Conflict of interest policy: As fiduciaries, board members have a Duty of Loyalty to the organization and should disclose any conflicts of interest and abstain from voting on matters. For example, if your organization’s treasurer also works for an accounting firm, s/he should disclose that on the conflict of interest form. That way, when it is time to find an auditor for the organization, it is known the treasurer works for an entity that could benefit from completing the organization’s audit and s/he will abstain from voting on the matter. A conflict of interest policy should define what a conflict is, how it should be managed, and what action is taken if someone fails to comply with the policy.

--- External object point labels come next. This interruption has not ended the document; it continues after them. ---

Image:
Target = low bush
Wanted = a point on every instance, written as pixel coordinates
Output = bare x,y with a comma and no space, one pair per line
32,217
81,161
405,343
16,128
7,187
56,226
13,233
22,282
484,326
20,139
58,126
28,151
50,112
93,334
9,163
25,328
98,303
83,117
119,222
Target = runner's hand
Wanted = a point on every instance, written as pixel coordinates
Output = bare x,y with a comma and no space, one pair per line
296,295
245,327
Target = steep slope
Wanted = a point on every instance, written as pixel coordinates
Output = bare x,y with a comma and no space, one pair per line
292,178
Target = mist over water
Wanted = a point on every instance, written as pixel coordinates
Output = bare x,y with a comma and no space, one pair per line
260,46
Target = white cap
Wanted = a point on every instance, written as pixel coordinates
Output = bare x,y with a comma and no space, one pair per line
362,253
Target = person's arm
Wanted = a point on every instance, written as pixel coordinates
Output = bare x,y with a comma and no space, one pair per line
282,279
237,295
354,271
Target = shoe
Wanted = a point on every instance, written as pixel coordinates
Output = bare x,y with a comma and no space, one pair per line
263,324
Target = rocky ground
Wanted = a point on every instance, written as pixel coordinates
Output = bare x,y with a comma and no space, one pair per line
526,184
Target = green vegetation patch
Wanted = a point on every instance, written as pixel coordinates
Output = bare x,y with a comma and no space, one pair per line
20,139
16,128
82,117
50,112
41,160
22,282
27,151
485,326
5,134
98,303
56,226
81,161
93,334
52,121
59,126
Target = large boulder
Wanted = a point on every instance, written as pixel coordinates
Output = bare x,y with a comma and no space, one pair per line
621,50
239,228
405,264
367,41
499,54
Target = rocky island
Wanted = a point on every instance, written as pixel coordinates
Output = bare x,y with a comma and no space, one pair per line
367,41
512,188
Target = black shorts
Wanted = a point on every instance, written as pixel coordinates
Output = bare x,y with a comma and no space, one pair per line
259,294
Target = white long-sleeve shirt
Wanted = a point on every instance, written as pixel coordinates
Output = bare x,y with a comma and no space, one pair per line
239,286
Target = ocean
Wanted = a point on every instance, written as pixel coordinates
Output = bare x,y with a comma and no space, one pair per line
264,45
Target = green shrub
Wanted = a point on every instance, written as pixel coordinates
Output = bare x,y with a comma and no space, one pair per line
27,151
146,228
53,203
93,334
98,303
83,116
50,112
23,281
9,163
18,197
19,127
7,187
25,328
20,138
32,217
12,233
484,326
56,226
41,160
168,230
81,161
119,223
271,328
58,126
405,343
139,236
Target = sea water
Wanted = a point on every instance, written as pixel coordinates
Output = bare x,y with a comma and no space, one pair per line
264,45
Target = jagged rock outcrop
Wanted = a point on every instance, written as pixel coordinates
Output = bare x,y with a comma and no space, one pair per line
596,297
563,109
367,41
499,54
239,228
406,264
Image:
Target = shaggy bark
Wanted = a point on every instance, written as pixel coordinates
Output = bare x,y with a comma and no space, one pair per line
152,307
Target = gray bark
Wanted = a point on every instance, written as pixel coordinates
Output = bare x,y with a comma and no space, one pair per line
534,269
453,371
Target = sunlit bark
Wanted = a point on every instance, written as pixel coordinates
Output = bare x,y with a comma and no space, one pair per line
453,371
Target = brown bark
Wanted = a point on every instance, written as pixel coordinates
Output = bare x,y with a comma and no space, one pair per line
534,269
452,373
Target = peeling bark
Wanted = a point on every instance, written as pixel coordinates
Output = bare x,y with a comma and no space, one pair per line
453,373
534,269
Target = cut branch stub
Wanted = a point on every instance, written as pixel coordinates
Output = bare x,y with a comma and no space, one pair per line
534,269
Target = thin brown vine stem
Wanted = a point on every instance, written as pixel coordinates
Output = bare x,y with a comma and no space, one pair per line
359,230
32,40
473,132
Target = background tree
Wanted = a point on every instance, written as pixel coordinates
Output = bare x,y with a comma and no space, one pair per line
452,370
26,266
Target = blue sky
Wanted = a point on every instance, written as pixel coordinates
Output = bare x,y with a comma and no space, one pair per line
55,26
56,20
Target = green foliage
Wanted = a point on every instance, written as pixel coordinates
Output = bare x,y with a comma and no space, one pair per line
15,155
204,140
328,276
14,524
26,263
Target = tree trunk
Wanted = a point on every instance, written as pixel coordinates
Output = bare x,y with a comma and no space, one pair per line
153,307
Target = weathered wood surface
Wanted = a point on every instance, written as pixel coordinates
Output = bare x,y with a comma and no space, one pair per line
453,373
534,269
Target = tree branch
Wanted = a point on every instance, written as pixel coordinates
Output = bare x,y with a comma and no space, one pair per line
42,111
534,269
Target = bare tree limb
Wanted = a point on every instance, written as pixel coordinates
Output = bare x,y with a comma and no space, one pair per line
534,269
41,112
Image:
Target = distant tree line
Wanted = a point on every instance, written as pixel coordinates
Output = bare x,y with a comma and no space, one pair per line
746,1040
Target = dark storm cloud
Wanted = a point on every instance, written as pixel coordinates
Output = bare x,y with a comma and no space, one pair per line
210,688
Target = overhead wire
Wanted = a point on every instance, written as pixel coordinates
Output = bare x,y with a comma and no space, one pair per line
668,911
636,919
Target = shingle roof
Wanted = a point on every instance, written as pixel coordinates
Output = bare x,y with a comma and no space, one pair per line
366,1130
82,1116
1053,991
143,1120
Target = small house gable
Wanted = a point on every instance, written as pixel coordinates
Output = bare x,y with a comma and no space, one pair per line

Robert’s Rules of Order training: Robert’s Rules of Order is a manual that provides parliamentary procedure and is utilized by most board of directors. Robert’s Rule of Order were developed to ensure meetings are fair and orderly. A nonprofit board of directors should employ Robert’s Rule to ensure all board members are heard on matters. Training on Robert’s Rules of Order is important as most board chairs do not use Robert’s Rules regularly and the efficiency of board meetings can be significantly helped when the board knows how to properly employ Robert’s Rules. Boards and organizations can take part in online trainings or have a consultant conduct an in-person training. The Oklahoma Center for Nonprofits can help member nonprofits find a qualified trainer.
Board term limits: As mentioned above, board terms limits should be contained in the organizational bylaws. Why is it important to have and enforce board term limits? Having a long-standing, knowledgeable board member can be valuable to an organization, but in order to provide new perspectives, strategic approaches, and fresh oversight, regularly bringing on new board members is necessary. Good board members will take their duties as a fiduciary seriously, exhibit servant leadership, and follow policies and procedures. If your board is failing to enforce board terms limits (which should be specified in bylaws or board policies), they are failing to complete their duties of fiduciaries. The board and organization should ensure board term limits are set along with the number of terms a board member can serve consecutively. Board policies or organizational bylaws should also contain a written process for resigning and reasons for removal from the board. Development and enforcement of board term policies allow organizations to continue their growth, outreach within the community, provide board members with breaks to avoid burn-out and show funders the organization’s board takes their fiduciary duties seriously.
Officer and committee descriptions: Board members can only be as effective as their job description is written. Officer and Committee duties should be contained in the organizational bylaws, but boards can help further define expectations by creating detailed descriptions. Officer positions are vital to the board’s functioning, and a comprehensive description of their duties not only provides valuable direction to the members of those committees, but reflects the detailed needs of the organization.
This list of guiding documents is not exhaustive. Boards need many other documents to effectively do their jobs.
When a new board member joins your organization’s board the board handbook provided at orientation should include financials, an organizational chart, welcome letter, and other documents the board deems necessary like a meeting schedule or recent agendas and minutes. Ensuring your organization provides a comprehensive board orientation and regularly reviews the above documents will help your board evaluate necessary documents and language use specific to your organization’s needs.